They reached a fork in the road and another bridge, this one of stout oak timbers. The fork led off to the right, across the bridge, over which they clattered onto Chiswick lands at last.
"Damn fine lands, Mister Chiswick, sir," Cony volunteered as he beheld the lushness of the growing grain fields to either side, the thickness of the wood lots, and the pastures snowy with young sheep. "Makes old Gloucestershire look like a stone quarry, so it does."

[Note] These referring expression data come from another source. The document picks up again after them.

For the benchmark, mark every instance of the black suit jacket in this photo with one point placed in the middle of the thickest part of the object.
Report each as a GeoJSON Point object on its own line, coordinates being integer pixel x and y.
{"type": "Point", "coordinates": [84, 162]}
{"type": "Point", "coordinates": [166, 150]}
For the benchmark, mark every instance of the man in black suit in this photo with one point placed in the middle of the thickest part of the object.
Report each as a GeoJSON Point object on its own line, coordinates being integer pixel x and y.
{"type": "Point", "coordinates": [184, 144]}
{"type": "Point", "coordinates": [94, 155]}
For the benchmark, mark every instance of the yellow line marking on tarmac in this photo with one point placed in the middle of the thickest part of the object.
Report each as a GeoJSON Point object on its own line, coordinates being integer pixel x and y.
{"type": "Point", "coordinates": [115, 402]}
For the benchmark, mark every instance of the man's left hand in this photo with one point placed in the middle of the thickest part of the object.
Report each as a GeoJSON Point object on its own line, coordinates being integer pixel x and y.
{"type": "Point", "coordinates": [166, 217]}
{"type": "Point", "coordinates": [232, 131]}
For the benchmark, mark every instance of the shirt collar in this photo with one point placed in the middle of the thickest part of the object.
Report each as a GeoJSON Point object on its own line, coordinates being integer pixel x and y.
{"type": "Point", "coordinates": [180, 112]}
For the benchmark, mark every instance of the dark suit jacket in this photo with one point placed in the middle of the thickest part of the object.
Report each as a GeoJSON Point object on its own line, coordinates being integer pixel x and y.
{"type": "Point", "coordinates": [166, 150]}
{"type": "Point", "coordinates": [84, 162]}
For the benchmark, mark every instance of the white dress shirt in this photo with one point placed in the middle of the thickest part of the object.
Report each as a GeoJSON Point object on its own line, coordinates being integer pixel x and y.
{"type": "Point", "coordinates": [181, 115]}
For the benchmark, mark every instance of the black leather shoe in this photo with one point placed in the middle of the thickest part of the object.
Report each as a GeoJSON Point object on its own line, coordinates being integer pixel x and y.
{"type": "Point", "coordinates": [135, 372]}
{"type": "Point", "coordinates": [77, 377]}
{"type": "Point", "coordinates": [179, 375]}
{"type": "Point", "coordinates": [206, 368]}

"Two hundred acres in corn and wheat, an hundred in barley and hops. And the rest rotated with sheep for manuring, or hay for fodder," Governour boasted. "Second-best in the county, next to my father-in-law's. Uncle Phineas has made it a paradise. Sheep are the coming thing in the South Counties. Now we've orchards that make the best cider around. And we rent out about eighty or so in sheep."
"Cattle, sir?" Cony asked with relish.
"Not so many as we may sell, Cony, but enough for the use of the home farms. We've pigs and chickens, and ducks, and all. And a small herd of fine horses. You take your pick, Alan, you'll see we have the beginnings of a good stud here."
The road forked again about a quarter-mile on. The right fork went to the thatch-roofed two-story cottage that Alan had visited the last time, and he began to turn his horse's head in that direction.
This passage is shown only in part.